I was off my bed and pulling on my boots before I even realized what I was doing. I needed to see him, to make sure he was okay. Peeta had every now and again been in nightmares of mine, but nothing so clear and horrid as this. Nothing that made it feel hard to breathe when I woke up, and nothing that felt so real. I just needed to see if he was alright. He's probably asleep. I just need to check.

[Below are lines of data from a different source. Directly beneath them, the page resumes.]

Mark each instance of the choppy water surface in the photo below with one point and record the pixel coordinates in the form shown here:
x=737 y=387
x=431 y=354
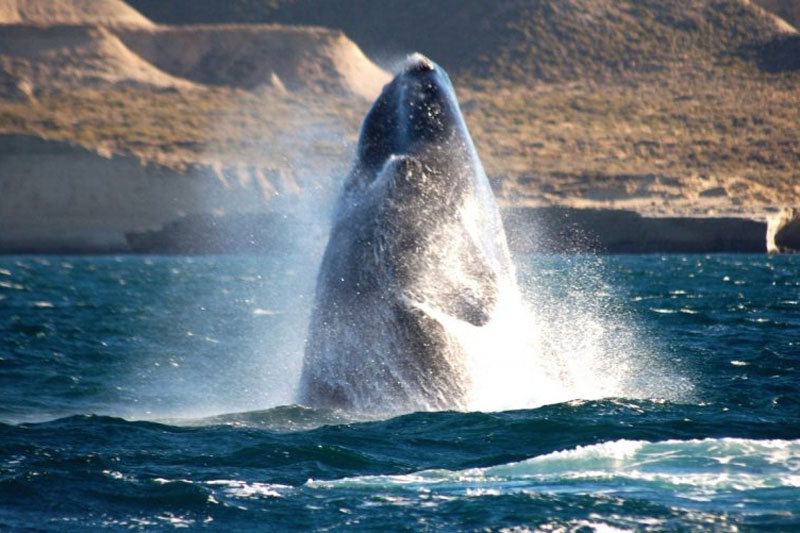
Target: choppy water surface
x=155 y=393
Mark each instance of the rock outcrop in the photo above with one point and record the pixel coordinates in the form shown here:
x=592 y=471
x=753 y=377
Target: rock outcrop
x=42 y=12
x=249 y=56
x=562 y=229
x=783 y=231
x=59 y=197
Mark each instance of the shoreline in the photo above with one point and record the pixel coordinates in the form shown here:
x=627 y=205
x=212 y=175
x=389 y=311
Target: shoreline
x=547 y=230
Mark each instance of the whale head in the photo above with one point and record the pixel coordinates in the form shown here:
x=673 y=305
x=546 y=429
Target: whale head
x=416 y=116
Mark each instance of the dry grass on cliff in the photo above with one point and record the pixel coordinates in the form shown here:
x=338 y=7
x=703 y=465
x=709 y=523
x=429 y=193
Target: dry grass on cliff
x=177 y=128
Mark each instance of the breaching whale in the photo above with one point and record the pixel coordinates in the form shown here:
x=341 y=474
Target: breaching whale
x=417 y=243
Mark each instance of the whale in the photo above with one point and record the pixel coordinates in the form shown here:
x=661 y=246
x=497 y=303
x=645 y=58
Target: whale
x=416 y=253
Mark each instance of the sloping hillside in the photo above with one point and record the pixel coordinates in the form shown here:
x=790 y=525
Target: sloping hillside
x=789 y=10
x=40 y=59
x=105 y=12
x=248 y=56
x=519 y=40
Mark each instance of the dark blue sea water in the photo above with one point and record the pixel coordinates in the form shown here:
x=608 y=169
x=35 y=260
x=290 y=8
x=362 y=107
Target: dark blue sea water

I went through the front door without knocking and shut it quietly. Haymitch, Peeta, and I never locked our doors, which wasn't the safest thing for us to do, but in moments like this, it was good. "Peeta?" I whispered into the empty house with no answer coming back. I ran silently up the stairs and opened the door to his room. His window was open and the moonlight showed me his sleeping form in bed. I breathed a sigh of relief and was content to just leave, when I took in his body language. He was laying as stiff as a board on his stomach, his fists at his sides and clenched to the point where I wondered if he was going to be bleeding. His sheets were tangled up all throughout his body, and he was wearing just boxers. All of the scars on his body seemed to scream out at me in the moonlight, yelling about how I was at fault for all of them. There was sweat on his forehead, his hair plastered to his face. His eyebrows were pulled down, and there seemed to be tears in his eyes. My mind flashed back to my nightmare I just had, and I shivered a bit. I couldn't just leave him like this, in his nightmare. But what if the nightmare is about me hurting him? Seeing me here will not help that. I took a deep breath and decided I didn't care. I'd do what I could to help, just as he always did for me.

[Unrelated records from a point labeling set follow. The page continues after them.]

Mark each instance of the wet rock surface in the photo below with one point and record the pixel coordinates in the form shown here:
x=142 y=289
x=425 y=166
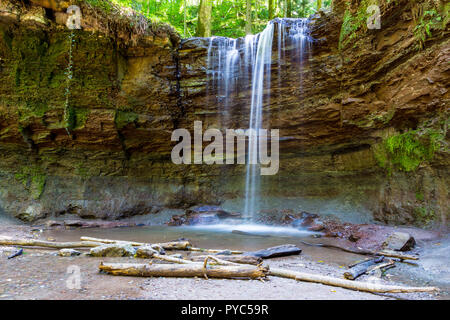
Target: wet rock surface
x=202 y=215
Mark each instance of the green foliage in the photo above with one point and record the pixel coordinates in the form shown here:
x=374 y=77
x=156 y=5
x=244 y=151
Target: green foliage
x=228 y=17
x=408 y=150
x=33 y=179
x=429 y=20
x=352 y=22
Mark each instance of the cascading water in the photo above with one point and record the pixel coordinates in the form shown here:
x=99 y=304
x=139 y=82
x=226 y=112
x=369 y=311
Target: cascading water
x=233 y=61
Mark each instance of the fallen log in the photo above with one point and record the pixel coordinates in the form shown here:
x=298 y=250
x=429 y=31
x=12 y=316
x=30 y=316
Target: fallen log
x=183 y=270
x=172 y=259
x=385 y=266
x=386 y=253
x=348 y=284
x=398 y=255
x=361 y=268
x=173 y=245
x=243 y=259
x=213 y=250
x=47 y=244
x=278 y=251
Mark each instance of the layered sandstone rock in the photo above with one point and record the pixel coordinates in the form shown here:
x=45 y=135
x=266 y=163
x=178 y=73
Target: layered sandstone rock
x=132 y=86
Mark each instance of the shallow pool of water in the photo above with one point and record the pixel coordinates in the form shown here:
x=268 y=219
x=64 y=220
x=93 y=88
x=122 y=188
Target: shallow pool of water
x=245 y=237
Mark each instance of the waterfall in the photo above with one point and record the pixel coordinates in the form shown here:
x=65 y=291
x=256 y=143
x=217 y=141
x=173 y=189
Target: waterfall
x=232 y=61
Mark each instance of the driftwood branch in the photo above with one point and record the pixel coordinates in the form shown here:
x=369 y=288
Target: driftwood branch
x=361 y=268
x=172 y=245
x=213 y=250
x=47 y=244
x=183 y=270
x=234 y=258
x=348 y=284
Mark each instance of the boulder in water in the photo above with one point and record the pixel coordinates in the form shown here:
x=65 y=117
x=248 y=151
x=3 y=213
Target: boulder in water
x=399 y=241
x=201 y=215
x=278 y=251
x=68 y=253
x=146 y=252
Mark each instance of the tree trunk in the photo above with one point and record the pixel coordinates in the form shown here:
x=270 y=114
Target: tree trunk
x=204 y=19
x=248 y=17
x=183 y=270
x=172 y=245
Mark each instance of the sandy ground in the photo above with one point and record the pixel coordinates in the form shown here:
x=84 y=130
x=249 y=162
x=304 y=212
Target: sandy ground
x=41 y=274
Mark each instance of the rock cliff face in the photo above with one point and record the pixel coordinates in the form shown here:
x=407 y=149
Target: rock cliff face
x=364 y=132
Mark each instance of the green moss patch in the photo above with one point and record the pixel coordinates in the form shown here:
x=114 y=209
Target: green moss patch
x=406 y=151
x=33 y=179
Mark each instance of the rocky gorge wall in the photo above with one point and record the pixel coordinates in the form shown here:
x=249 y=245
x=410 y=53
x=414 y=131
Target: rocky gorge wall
x=364 y=134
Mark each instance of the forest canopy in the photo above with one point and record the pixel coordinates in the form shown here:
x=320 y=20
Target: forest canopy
x=229 y=18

I stepped gingerly over to him and wrapped his one fist that was closest to me with my hand. "Peeta," I whispered kneeling down. I brushed some hair out of his eyes. "Peeta, wake up. You're having a nightmare."

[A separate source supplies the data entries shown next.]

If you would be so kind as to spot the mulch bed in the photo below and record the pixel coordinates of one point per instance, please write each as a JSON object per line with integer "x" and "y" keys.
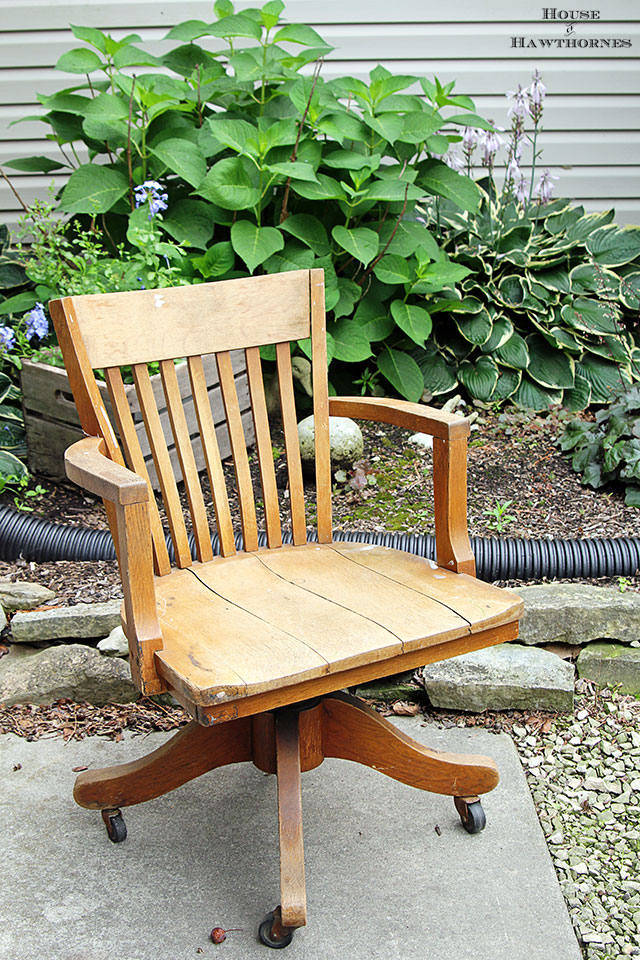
{"x": 513, "y": 456}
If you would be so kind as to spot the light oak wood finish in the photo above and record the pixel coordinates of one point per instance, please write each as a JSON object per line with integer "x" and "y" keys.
{"x": 256, "y": 643}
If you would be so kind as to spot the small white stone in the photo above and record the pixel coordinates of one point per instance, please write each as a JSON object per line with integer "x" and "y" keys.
{"x": 421, "y": 441}
{"x": 115, "y": 645}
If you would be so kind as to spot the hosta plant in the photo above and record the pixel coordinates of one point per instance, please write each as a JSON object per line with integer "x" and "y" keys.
{"x": 548, "y": 311}
{"x": 267, "y": 168}
{"x": 608, "y": 449}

His breath stopped short, and his fist seemed to clench even harder in my hand. His eyes opened suddenly, and wide, and stared right at me. "Katniss?" He asked, his voice high pitched and near hysterical. "You're here. Real or not real?" He asked me.

I smoothed more of his hair down. "Real. You were having a nightma-"

"Katniss you need to leave." He pushed my hand that was holding onto his fist away and sat up, taking my hand's pull on his hair away. He sat in the middle of his bed, the sheen of sweat on his back shining in the moonlight. He buried his hands in his hair and kept his head down, shaking it every now and then.

"Peeta-"

"No," He growled. I stepped back involuntarily at the sound. He looked up at me, and there seemed to be a hundred different emotions battling to take control. I focused though, on his eyes. There were dark, and had none of the light blue that I was used to. He took deep breaths. "No," He said again, less threatening, but there was still an edge of hostility. "Katniss I need you to leave."

I stood in silence, and still. He shook, and tried rubbing his eyes with his hands. The war may have been over for everyone, but Peeta was always battling the Capitol now. Like everything, my fault. They used him as a piece to break me, and then kill me. They were able to do the former, and still were. He turned to me suddenly, and his eyes seemed to burn with madness. "Katniss. Leave."